Living in Scotland - unfortunately I am in no way close for a visit! Might start a sub at some point though. Kinda fancy moving away from the la Cabra for a while.


----------



## Jony (Sep 8, 2017)

I always treat myself to Colonna.


----------



## Phil104 (Apr 15, 2014)

ohms said:


> Living in Scotland - unfortunately I am in no way close for a visit! Might start a sub at some point though. Kinda fancy moving away from the la Cabra for a while.


It would be worth a weekend down there - combination coffee trip with Bristol and if you aimed for the beginning of September you could take in the Bristol Coffee Festival. The sub was on offer, too, notified through their email, which I had signed up for.
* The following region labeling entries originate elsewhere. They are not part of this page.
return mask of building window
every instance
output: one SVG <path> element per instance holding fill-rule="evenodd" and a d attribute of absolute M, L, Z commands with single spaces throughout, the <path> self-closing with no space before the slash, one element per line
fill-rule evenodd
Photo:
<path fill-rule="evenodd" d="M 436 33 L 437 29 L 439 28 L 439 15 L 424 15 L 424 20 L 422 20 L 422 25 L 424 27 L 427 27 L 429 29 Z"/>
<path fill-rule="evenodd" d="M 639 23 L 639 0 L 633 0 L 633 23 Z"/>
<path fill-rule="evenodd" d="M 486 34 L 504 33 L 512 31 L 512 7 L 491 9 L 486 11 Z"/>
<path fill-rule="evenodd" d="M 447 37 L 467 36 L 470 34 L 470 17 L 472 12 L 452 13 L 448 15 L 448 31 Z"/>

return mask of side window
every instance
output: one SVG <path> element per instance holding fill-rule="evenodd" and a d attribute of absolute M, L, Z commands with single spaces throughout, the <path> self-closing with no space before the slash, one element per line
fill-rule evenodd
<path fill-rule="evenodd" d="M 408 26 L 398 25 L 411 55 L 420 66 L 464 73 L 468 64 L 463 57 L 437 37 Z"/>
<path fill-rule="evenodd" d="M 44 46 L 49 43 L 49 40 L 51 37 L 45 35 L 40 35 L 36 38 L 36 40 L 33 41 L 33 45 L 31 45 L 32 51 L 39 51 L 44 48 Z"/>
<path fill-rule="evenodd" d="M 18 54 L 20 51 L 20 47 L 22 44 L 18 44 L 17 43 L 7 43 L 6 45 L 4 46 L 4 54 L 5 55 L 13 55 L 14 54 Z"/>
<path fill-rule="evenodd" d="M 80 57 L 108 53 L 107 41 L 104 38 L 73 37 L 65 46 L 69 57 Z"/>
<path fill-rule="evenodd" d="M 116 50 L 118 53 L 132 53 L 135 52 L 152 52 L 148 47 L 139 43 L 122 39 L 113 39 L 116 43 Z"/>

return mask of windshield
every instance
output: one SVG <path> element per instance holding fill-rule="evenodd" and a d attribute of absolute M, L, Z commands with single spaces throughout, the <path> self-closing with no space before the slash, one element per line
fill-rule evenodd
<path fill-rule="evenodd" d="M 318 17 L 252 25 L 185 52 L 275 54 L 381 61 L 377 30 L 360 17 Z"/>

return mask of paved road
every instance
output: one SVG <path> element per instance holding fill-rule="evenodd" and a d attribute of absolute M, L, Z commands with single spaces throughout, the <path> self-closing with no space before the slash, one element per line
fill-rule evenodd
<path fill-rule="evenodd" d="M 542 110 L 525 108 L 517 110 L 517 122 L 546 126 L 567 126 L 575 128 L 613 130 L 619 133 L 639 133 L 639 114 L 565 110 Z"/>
A friend's son organised a short term sub for him for Christmas (I had suggested it, knowing his taste in coffee) but to the Foundation range. I just get a bag a month, which combined with the Dog and Hat and random gifts and purchases generally works out well.


----------



## Dumnorix (Dec 29, 2017)

I am a great fan of Colonna too. Currently enjoying a Costa Rican filter- Candellila Geisha natural. Fantastic notes of nectarine, and black grape in the finish. I brewed it in my Chemex when I got home from work- 32g coffee, fairly coarse grind, 500g water heated to 94 degrees, poured through in 4 minutes. I have an espresso subscription (the one above was an extra treat!) and get a 250g bag every 3 weeks. I have opted for the 'discovery' range and the beans I have had have been at worst perfectly drinkable and at best absolutely outstanding.


----------



## catpuccino (Jan 5, 2019)

Just adding to this thread to save creating another, Colonna now sell their Foundation and Discovery offerings in 1kg bags at £35/kg inc.

https://colonnacoffee.com/collections/volume

Consistently excellent, their 'Rare' selection is also often a real treat.


----------



## Jony (Sep 8, 2017)

I always thought they did Kilo's


----------



## catpuccino (Jan 5, 2019)

Jony said:


> I always thought they did Kilo's


 Hmm not that I'd seen, perhaps if you asked. They've put these up as "new" options at any rate.


----------



## Jony (Sep 8, 2017)

Few years ago. Maybe only vat registered then, someone use to order for me. They came in Kilos


----------



## winterlight (Feb 27, 2016)

Has anyone tried their current Rare offering? I'm tempted.


----------